In [1]:
#pip install ucimlrepo

# Packages
import pandas as pd
from ucimlrepo import fetch_ucirepo
from sklearn.preprocessing import MinMaxScaler
from sklearn.preprocessing import StandardScaler
import numpy as np
from sklearn.model_selection import train_test_split
import matplotlib.pyplot as plt
import random

URV                                                                            MESIIA

Neural and Evolutionary Computation (NEC)
Assignment 1: Prediction with Back-Propagation and Linear Regression

Teachers: Dr. Jordi Duch, Dr. Sergio Gomez
Student: Natzaret Gálvez Rísquez

Part 1: Selecting and analyzing the datasets

We perform the predictions on  three datasets: 

In [2]:
# We upload the datasets

# First dataset: File: A1-turbine.txt
    # 5 features: the first 4 are the input variables, the last one is the value to predict
    # 451 patterns: use the first 85% for training and validation, and the remaining 15% for test
df_turbine=pd.read_csv('C:/Users/Gari/Desktop/NEC/A1-turbine.txt', sep='\t', header=None)
header_vector_turbine = df_turbine.iloc[0, :].tolist() #header
df_turbine=df_turbine.iloc[1:,:]
df_turbine=pd.DataFrame(df_turbine)

# Second dataset: File: A1-synthetic.txt
    # 10 features: the first 9 are the input variables, the last one is the value to predict
    # 1000 patterns: use the first 80% for training and validation, and the remaining 20% for test
df_synthetic=pd.read_csv('C:/Users/Gari/Desktop/NEC/A1-synthetic.txt', sep='\t', header=None)
header_vector_synthetic = df_synthetic.iloc[0, :].tolist() #header
df_synthetic=df_synthetic.iloc[1:,:]
df_synthetic=pd.DataFrame(df_synthetic)

# Third dataset: from "https://archive.ics.uci.edu/dataset/186/wine+quality"
    # At least 6 features, one of them used for prediction
    # The prediction variable must take real (float or double) values; it should not represent a categorical value (that would correspond to a classification task)
    # At least 400 patterns
    # Select randomly 80% of the patterns for training and validation, and the remaining 20% for test; it is important to shuffle the original data, to destroy any kind of sorting it could have

# Wine Quality dataset [6496 rows x 11 columns]
# fetch dataset 
wine_quality = fetch_ucirepo(id=186) 
  
# data (as pandas dataframes) 
df_wineQuality = wine_quality.data.features 
y = wine_quality.data.targets #quality of wine, an integer
  
# metadata 
#print(wine_quality.metadata) 
# variable information 
#print(wine_quality.variables) 

header_vector_wineQuality = df_wineQuality.columns.tolist() #header

In [3]:
# As we can observe by the following header of the wine quality, alcohol level is the last feature
# We will use it as the value to predict
print(header_vector_wineQuality)

['fixed_acidity', 'volatile_acidity', 'citric_acid', 'residual_sugar', 'chlorides', 'free_sulfur_dioxide', 'total_sulfur_dioxide', 'density', 'pH', 'sulphates', 'alcohol']

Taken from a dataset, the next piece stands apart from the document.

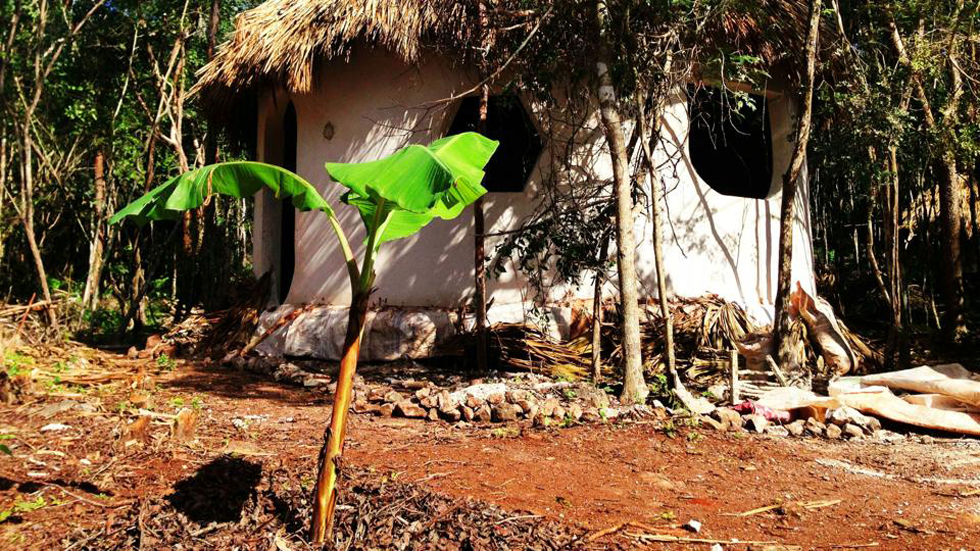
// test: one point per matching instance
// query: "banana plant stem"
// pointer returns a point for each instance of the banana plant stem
(325, 499)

Now, we will do the data preprocessing to later do the data splitting.

In [4]:
# Handling missing values, we check for and handle any missing values in our datasets
# Categorical values, if there are categorical variables, we encode them appropriately
# Outliers, we identify and handle the outliers in the data
# Normalization, in case is needed

# Data Preprocessing for Dataset 1 and 2
# - Normalize input and output variables
# - No need to preprocess (datasets already cleaned)

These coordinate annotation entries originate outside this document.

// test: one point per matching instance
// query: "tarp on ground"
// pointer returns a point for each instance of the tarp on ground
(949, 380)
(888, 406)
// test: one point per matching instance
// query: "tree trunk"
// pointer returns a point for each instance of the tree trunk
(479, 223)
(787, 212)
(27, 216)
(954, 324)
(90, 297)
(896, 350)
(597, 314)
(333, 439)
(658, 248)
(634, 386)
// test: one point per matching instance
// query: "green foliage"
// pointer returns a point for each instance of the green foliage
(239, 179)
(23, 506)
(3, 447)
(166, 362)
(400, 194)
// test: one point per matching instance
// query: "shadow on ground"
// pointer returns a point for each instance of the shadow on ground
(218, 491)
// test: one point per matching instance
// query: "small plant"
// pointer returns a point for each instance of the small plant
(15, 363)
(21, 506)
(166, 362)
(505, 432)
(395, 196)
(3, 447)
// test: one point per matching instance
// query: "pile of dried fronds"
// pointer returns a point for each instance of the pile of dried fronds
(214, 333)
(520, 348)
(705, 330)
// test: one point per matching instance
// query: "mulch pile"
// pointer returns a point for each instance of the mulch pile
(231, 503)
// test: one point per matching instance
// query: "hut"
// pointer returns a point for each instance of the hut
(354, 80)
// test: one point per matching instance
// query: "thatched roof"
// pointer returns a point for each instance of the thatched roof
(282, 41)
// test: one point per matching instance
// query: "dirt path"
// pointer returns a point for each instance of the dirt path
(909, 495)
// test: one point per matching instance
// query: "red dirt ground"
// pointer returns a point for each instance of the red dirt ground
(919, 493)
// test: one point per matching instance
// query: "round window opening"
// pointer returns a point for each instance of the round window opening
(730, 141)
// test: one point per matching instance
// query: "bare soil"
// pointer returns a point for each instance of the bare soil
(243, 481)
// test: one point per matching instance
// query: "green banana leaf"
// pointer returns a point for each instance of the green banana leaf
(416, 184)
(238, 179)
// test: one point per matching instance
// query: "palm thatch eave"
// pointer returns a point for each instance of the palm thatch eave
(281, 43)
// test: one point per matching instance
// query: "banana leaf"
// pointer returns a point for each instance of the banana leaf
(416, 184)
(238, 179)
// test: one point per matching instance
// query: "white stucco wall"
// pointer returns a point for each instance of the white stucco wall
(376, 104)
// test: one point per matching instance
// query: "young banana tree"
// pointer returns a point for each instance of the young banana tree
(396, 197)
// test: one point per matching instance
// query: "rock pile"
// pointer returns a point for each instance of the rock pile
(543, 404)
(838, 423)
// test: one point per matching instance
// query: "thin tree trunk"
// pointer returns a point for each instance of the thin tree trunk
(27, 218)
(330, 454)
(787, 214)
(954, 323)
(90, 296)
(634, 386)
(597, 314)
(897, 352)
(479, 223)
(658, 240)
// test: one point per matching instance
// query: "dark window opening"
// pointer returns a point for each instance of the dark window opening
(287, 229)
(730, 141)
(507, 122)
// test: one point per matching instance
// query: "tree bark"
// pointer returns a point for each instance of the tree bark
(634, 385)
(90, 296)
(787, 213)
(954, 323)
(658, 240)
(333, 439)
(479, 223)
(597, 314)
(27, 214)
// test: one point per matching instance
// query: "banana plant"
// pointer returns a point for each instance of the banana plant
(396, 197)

# Data Preprocessing for Dataset 3
# - Link to the source webpage to the documentation: "https://archive.ics.uci.edu/dataset/186/wine+quality"
# - Check for missing values, represent categorical values, look for outliers
# - Normalize input/output variables if needed

In [5]:
##Turbine dataset
X_turbine = df_turbine.iloc[:, :-1]  # Features (all columns except the last one)
y_turbine = df_turbine.iloc[:, -1]   # Target variable (last column)

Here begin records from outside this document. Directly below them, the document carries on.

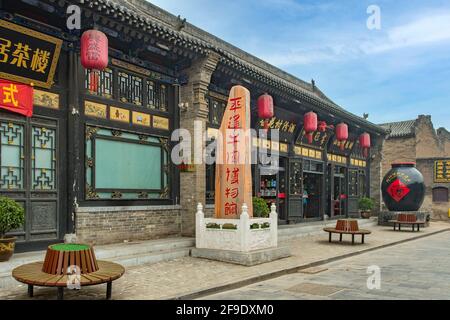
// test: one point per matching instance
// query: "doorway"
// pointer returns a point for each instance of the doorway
(339, 192)
(312, 189)
(30, 161)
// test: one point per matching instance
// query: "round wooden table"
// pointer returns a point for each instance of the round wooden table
(57, 274)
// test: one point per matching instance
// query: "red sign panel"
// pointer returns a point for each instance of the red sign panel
(16, 97)
(398, 190)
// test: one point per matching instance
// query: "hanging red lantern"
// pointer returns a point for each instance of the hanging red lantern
(342, 134)
(322, 126)
(310, 124)
(364, 142)
(265, 109)
(94, 55)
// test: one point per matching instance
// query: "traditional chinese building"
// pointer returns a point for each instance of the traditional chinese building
(417, 140)
(94, 159)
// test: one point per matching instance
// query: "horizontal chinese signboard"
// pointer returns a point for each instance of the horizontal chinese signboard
(27, 56)
(16, 97)
(442, 171)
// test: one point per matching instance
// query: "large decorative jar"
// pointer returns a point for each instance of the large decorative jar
(403, 188)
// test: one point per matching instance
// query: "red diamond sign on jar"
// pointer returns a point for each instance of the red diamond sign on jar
(398, 190)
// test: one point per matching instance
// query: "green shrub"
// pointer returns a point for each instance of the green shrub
(260, 208)
(366, 204)
(229, 226)
(265, 225)
(12, 215)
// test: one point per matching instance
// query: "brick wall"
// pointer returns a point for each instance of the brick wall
(439, 209)
(398, 150)
(105, 225)
(424, 147)
(427, 142)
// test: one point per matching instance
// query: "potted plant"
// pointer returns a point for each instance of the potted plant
(260, 208)
(12, 216)
(365, 207)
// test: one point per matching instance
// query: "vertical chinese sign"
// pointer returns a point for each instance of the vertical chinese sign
(233, 160)
(27, 56)
(16, 97)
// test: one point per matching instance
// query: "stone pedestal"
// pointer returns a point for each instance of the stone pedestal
(385, 216)
(242, 241)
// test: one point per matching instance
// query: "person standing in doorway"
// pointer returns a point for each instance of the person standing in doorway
(305, 201)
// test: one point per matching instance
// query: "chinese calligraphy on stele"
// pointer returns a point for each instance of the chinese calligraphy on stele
(233, 174)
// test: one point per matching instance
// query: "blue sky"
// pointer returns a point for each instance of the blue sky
(394, 73)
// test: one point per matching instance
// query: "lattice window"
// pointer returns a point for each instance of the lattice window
(440, 194)
(43, 158)
(11, 156)
(157, 96)
(102, 85)
(130, 88)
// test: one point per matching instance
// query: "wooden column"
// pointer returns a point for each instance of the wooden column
(75, 138)
(193, 184)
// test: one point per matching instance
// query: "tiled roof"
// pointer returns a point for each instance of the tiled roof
(152, 19)
(400, 129)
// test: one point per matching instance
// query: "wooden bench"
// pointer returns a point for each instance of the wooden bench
(54, 271)
(347, 227)
(407, 219)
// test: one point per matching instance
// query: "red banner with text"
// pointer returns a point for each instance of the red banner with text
(16, 97)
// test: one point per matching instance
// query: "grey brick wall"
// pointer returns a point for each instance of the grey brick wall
(106, 225)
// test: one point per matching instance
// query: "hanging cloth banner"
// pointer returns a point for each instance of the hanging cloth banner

scaler_turbine = MinMaxScaler()
X_turbine_normalized = scaler_turbine.fit_transform(X_turbine)
#y_turbine_normalized = scaler_turbine.fit_transform(y_turbine.values.reshape(-1, 1))
# Because the prediction column has all NaN values, it is not necessary to reshape

In [6]:
##Synthetic dataset
X_synthetic = df_synthetic.iloc[:, :-1]
y_synthetic = df_synthetic.iloc[:, -1]

# Normalize input and output variables
scaler_synthetic = MinMaxScaler()
X_synthetic_normalized = scaler_synthetic.fit_transform(X_synthetic)
y_synthetic_normalized = scaler_synthetic.fit_transform(y_synthetic.values.reshape(-1, 1))

In [7]:
##Wine Quality dataset
#By the owners we know that this dataset has not missing values, we can check by:
missing_values_count = df_wineQuality.isnull().sum().sum()
print(f"Number of missing values in Wine Quality dataset: {missing_values_count}")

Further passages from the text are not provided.